Le nouveau président et la liberté d’expression


A l’heure où certains crient leur peur pour la liberté d’expression maintenant que Michel Aoun est président, j’aimerais partager avec vous mon expérience personnelle. Cette dernière n’est certes pas une analyse exhaustive, mais elle peut apporter un éclairage sur le rapport du nouveau chef de l’Etat à la liberté d’expression.

Dès ma première rencontre avec le général Aoun, déjà homme providentiel pour une importante partie des Libanais suite à la guerre de libération contre l’occupation syrienne qu’il avait déclarée quelques mois plus tôt, je n’ai pas caché mon antimilitarisme et mon aversion viscérale pour tout culte de la personnalité.
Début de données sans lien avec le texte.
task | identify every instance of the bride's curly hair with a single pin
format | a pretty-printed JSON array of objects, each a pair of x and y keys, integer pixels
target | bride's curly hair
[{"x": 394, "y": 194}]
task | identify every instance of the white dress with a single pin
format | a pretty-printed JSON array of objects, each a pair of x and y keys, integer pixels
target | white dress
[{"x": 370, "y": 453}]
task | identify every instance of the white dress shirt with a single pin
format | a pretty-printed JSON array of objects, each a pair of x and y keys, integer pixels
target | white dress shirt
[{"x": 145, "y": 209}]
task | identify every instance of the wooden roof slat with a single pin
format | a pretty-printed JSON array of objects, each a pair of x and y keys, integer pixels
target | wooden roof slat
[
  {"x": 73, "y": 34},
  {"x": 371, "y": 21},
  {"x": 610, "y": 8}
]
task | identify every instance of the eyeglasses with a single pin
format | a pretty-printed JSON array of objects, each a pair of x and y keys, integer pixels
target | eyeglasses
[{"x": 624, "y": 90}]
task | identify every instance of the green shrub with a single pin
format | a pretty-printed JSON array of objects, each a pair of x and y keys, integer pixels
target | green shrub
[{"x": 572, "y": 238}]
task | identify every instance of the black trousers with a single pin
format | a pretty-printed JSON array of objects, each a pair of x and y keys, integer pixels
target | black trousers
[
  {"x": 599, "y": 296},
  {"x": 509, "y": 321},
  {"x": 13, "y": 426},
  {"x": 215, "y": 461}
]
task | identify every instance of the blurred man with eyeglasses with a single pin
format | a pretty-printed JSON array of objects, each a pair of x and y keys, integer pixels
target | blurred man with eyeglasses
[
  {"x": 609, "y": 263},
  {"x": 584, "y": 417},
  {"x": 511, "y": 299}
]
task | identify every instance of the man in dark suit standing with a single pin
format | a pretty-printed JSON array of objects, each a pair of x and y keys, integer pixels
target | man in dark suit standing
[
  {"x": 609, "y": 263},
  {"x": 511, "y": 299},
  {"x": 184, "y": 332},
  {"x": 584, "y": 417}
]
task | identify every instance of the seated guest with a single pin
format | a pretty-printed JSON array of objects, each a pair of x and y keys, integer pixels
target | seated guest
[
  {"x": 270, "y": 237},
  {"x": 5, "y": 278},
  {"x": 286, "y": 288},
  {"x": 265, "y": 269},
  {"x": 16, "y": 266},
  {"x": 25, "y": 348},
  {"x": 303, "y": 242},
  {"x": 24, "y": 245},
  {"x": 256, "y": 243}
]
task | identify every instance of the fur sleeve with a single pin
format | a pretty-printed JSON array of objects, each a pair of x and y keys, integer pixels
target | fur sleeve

C’est dans son bureau du palais présidentiel de Baabda, entouré de ses officiers et de ses soldats, alors qu’il avait un pouvoir quasi absolu, que j’ai librement exprimé ces opinions.

Depuis, je n’ai manqué aucune occasion d’affirmer publiquement mon désaccord avec le bouillonnant Premier ministre et chef de l’armée. Quand, par exemple, il appelait les Libanais à rejoindre les casernes, je disais mon opposition à toute solution armée, forcément perdante, et œuvrais pour un sit-in pacifique.

Dans l’hebdomadaire L’Eveil – hebdomadaire d’information pourtant lié au très aouniste BCCN – nous publiions souvent des caricatures peu flatteuses qui le représentaient en petit gros en treillis. Durant les réunions que nous avions de temps en temps dans le bunker présidentiel, nous n’hésitions pas à lui poser les questions qui fâchent et même à insister lourdement.

L’homme pouvait être colérique et s’emporter. Mais il n’a jamais cherché à limiter notre liberté d’expression.

Je rappelle que nous étions en pleine guerre et que la liberté que nous connaissons aujourd’hui n’existait dans aucune région du pays contrôlée par des forces d’occupation étrangères et des milices totalitaires. Mais dans celles sous le contrôle de l’armée libanaise et du gouvernement de transition dirigé par Aoun, régnait une relative liberté politique.

Dans cette région, cohabitaient des partis politiques ennemis – Kataeb et Awmiyé. L’un et l’autre pouvaient s’exprimer et mener ses activités partisanes librement. L’Eveil avait d’ailleurs offert une tribune aux deux, sans qu’aucune pression ne soit exercée sur la rédaction du journal, en faveur ou en défaveur de l’un ou de l’autre.

Quelques semaines avant le 13 octobre 1990, nous devions organiser de grandes manifestations sur toutes les lignes de démarcation, pour aller à la rencontre des Libanais qui vivaient "de l’autre côté" et démontrer que nous étions un seul peuple, et que les divisions entre nos différentes composantes étaient artificielles. 

Je fus chargé de préparer une campagne télé à cet effet.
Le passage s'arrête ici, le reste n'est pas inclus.